Historic Linn tree farm tour offered July 6
Two days following the Fourth’s fireworks, Linn County’s tree farmers of the year are holding an open house.
The public is invited Saturday, July 6 at 3 p.m. to tour a small woodlands property managed by the same family for more than 150 years.
The 80-acres of forest are located near Waterloo, 1.2 miles up Ingram Road from Highway 20. Tree tour signs will guide visitors.
Tim and Kathy Otis are Linn County's 2019 tree farmers of the year.
Together, with much help from family, they manage more than 370 acres of forest land in the Middle Ridge area between Brownsville and Lebanon.
Their family holdings include 135 acres of farmland and 25 acres of
restored riparian woodlands along the Calapooia River east of Brownsville.
The Linn County chapter of the Oregon Small Woodlands Association (OSWA) co-hosts the annual event. Guests are asked to bring a potluck dish and service. Drinks will be supplied.
Among the day’s activities will be talks on the family history. Tree-related activities will include discussion of a recent blackberry control project and thinning in an older tree stand.
The majority of the property is owned in a limited liability corporation — Farm and Four-est LLC — by Kathy and her three sisters, Jill Hauptman, Jan Sheets and Deanna Russell. It was formed in November of 2014. Some properties are owned with cousins, which adds to management complexity.
Tim, who currently works at Summit Ace Hardware in Lebanon, supplies elbow grease and technical support for the holdings. He holds a masters degree in forest engineering from Oregon State University and is a Master Woodland Manager.
The tree farm property has been in family ownership for more than 150 years. The historical importance of the property will be emphasized on the tour.

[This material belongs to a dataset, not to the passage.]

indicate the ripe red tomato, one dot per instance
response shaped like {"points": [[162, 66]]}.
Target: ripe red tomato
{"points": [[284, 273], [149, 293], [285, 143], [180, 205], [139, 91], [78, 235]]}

When William H. Ingram, great-great-grandfather to the LLC members,
homesteaded in the Sodaville area in 1855, the property was open grassland with only scattered oaks and timber. This landscape had bee
maintained by frequent burning by the Kalapuya tribe. According to Tim
Otis “this property was selected for a homestead for two reasons. It was
above the floor of the valley which often flooded and was good grazing
ground. Timber was not important to the settlers and only came in later
after burning was curtailed.” Tim and Kathy Otis have been members of the Oregon Small Woodlands Association for about 20 years, and Kathy's
parents, Charles and Bobbie Wheeler, were members for many years before them. Tim is a past president of the Linn County chapter of OSWA and is
the current vice president on the board of directors. Their home is
located just outside of Brownsville.